COURT OF APPEALS
EIGHTH DISTRICT OF TEXAS
EL PASO, TEXAS
)
ANDRE JOHNSON, ) No. 08-04-00207-CR
)
Appellant, ) Appeal from
)
v. ) 228th District Court
)
THE STATE OF TEXAS, ) of Harris County, Texas
)
Appellee. ) (TC# 965341)
MEMORANDUM OPINION
The memorandum opinion issued on February 10, 2005 is withdrawn and the following is the memorandum opinion of this court.
Andre Johnson appeals his conviction for felon in possession of a weapon. Appellant waived his right to trial by jury and pled guilty without an agreed recommendation. He also pled true to the enhancement paragraph. The trial court found Appellant guilty and sentenced him at imprisonment for a term of twenty years. We affirm.
FRIVOLOUS APPEAL
Appellant’s court-appointed counsel has filed a brief in which he has concluded that the appeal is wholly frivolous and without merit. The brief meets the requirements of Anders v. California, 386 U.S. 738, 87 S. Ct. 1396, 18 L. Ed. 2d 493, reh. denied, 388 U.S. 924, 18 L. Ed. 2d 1377, 87 S. Ct. 2094 (1967), by presenting a professional evaluation of the record demonstrating why, in effect, there are no arguable grounds to be advanced. See High v. State, 573 S.W.2d 807 (Tex.Crim.App. 1978); Currie v. State, 516 S.W.2d 684 (Tex.Crim.App. 1974); Jackson v. State, 485 S.W.2d 553 (Tex.Crim.App. 1972); Gainous v. State, 436 S.W.2d 137 (Tex.Crim.App. 1969). A copy of counsel’s brief has been delivered to Appellant, and Appellant has been advised of his right to examine the appellate record and file a pro se brief.
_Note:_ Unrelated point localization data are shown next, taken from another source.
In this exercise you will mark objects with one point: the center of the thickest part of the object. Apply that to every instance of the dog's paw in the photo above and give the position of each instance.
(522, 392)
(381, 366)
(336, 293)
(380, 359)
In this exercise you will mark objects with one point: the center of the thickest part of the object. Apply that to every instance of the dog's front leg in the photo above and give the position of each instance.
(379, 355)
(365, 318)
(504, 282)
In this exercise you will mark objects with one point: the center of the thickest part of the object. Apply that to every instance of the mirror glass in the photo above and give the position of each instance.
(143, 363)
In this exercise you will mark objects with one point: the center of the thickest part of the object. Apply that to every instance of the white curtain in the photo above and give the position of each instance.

A pro se brief has been filed. The record reflects that Appellant was admonished of the consequences of his guilty plea pursuant to Article 26.13 of the Texas Code of Criminal Procedure, and Appellant made a judicial confession admitting his guilt. Based upon the record before us, the guilty plea appears to have been freely and voluntarily made by Appellant.
We have carefully reviewed the record and counsel’s brief and the pro se brief and agree that the appeal is wholly frivolous and without merit. Further, we find nothing in the record that might arguably support the appeal. A discussion of the contentions advanced in counsel’s brief and the pro se brief would add nothing to the jurisprudence of the state.
The judgment is affirmed.
March 17, 2005
ANN CRAWFORD McCLURE, Justice
Before Panel No. 2
Barajas, C.J., McClure, and Chew, JJ.